Has anyone known of a problem with a GIGABYTE GA-P31-DS3L motherboard.
Ill explain......If i can.
I have a E2180 left standard OR with a good stable overclock.
My gfx card is a 9600gt i can overclock it to 740/1850/1000 with NO problem ( ATItools no worries.)

Problem is when i benchmark with Aquamark 3 OR 3dmark 06 ,it scores the same wheather i OCed the GPU or not....Scores are better when i OC my CPU.........BUT throw in a OCed GPU and its no different???
Am i making sence??

Please help.


----------



## linderman (May 20, 2005)

yeah your GPU has alot more muscle than your cpu ...............

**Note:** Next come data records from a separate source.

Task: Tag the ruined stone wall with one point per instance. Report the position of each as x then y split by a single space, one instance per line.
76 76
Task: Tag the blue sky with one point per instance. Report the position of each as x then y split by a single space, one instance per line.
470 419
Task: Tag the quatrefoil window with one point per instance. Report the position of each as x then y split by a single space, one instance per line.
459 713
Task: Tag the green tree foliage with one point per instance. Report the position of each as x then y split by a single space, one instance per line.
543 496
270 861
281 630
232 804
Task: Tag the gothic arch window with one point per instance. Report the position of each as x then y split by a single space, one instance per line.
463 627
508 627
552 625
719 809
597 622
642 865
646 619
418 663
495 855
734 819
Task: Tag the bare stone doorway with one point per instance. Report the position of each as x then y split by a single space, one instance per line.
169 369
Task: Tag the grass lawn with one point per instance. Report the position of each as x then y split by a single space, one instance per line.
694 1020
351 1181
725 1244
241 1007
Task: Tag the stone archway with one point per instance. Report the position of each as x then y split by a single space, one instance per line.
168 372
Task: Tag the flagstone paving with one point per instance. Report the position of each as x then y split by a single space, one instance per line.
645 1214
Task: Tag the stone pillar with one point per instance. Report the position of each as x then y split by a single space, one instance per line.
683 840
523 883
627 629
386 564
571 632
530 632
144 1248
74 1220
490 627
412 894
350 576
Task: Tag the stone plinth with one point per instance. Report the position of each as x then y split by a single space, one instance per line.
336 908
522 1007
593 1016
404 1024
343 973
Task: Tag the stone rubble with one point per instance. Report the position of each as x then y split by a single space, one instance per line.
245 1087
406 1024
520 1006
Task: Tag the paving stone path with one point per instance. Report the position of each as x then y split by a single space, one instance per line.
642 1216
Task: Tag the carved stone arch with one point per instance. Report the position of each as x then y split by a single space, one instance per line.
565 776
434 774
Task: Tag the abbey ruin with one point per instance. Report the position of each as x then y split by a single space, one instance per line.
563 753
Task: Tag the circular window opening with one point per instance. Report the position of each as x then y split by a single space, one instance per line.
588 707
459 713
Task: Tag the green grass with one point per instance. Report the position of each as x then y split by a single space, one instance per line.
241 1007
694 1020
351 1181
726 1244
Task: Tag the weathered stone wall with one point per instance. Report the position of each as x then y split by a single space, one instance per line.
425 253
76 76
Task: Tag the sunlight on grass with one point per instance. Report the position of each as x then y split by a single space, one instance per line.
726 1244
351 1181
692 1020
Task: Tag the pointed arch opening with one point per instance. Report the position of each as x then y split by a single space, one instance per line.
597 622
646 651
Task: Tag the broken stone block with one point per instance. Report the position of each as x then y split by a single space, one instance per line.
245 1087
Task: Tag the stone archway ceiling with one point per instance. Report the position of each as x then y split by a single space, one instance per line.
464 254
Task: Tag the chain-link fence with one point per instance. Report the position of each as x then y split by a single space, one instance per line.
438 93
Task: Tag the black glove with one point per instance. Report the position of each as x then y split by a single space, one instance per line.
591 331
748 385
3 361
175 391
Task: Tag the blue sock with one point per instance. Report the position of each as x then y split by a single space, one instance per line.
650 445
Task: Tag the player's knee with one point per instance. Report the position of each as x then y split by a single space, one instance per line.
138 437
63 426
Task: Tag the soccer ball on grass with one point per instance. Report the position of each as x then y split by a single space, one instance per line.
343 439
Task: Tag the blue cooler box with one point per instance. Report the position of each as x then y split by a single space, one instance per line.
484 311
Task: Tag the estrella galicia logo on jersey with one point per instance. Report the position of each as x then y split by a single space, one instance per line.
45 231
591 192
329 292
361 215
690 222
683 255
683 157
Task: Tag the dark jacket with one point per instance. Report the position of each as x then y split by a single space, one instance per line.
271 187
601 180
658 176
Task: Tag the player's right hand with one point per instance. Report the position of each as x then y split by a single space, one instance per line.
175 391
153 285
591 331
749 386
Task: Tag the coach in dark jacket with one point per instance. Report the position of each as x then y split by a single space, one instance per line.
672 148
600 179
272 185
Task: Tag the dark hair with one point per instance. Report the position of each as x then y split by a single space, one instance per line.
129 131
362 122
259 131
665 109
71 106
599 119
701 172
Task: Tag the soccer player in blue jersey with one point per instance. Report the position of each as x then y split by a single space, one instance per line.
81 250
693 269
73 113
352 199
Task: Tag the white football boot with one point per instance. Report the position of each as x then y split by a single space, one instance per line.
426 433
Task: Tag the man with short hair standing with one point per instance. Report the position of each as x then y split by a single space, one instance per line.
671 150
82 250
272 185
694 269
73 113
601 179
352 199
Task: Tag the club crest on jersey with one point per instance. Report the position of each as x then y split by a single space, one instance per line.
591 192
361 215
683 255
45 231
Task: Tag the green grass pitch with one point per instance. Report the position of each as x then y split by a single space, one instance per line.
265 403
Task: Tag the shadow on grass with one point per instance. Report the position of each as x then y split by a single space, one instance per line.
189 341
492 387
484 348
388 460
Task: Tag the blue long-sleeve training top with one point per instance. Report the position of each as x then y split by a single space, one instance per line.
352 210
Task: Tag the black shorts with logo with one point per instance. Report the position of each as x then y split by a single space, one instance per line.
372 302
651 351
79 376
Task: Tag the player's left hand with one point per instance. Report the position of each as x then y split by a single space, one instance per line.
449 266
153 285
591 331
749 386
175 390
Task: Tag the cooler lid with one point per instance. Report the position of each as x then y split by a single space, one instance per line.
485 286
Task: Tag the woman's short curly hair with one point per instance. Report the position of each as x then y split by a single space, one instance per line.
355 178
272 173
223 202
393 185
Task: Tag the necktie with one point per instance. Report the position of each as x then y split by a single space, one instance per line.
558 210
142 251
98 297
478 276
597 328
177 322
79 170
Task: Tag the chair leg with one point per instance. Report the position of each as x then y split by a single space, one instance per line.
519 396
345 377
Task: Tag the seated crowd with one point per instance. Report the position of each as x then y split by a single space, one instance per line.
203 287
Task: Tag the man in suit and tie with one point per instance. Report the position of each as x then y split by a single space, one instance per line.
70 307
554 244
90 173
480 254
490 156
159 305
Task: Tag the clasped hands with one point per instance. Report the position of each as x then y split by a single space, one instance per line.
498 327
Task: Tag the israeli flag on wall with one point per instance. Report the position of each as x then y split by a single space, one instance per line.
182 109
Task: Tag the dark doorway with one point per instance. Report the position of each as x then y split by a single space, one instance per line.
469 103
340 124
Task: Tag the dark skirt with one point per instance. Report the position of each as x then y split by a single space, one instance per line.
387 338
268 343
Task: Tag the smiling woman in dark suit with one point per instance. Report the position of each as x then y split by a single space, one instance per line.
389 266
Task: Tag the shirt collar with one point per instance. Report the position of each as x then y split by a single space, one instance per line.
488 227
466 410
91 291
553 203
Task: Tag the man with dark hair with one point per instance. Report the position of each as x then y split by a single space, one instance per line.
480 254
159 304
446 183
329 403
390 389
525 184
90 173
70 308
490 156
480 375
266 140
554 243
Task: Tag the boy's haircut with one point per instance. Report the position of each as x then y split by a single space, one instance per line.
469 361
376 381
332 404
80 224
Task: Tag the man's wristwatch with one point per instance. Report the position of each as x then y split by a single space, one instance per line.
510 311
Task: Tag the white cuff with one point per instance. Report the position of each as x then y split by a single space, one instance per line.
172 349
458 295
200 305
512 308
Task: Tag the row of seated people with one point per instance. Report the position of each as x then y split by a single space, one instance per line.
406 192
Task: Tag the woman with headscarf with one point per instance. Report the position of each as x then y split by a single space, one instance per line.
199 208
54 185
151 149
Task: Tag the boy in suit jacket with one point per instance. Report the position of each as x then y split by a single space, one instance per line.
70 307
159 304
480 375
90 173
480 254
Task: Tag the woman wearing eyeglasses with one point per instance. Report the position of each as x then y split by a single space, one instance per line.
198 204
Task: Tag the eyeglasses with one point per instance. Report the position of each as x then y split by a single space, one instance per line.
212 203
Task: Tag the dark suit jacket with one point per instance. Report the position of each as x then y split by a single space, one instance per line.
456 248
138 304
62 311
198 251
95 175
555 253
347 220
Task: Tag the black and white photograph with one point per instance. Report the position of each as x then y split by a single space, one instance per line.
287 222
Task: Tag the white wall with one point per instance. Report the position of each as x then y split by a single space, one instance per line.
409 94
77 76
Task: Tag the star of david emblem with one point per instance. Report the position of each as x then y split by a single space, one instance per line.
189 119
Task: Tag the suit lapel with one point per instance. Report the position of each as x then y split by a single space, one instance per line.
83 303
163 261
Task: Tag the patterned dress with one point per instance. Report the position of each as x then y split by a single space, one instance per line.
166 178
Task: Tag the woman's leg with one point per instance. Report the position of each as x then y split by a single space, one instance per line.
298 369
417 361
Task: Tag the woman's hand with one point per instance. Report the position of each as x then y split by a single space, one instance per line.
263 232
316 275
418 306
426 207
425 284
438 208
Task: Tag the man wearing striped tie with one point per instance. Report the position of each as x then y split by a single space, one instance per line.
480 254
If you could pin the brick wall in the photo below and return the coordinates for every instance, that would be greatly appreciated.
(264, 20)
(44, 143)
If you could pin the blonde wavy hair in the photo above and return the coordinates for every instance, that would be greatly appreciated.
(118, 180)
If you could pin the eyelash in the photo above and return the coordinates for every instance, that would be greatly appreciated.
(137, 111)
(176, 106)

the E2180 is not for gamers or benchmark folks ................. that cpu was meant for internet surfing machine / office doe-doe machine (nothing heavy or task demanding)

your cpu overclocked cant match the ability of your grafix card at stock settings ....... therefore overclocking your vid card amounts to nothing gained .................


sorry to rain on your parade ................. :wink:


----------



## The Scarecrow (Mar 21, 2007)

Thanks for the info. ..............Hopefully be getting a Phenom II 940 BE upgrade with a Gigabyte GA-MA770-DS3 Motherboard AMD PhenomFX Socket AM2+ AMD 770 ATX RAID Gigabit Ethernet * Will Support AM3 CPU * Breath.... Motherboard for my birthday soon.

Cheers


----------



## The Scarecrow (Mar 21, 2007)

*Re: SOLVED GIGABYTE GA-P31-DS3L Problem??*

So thats, that then.


----------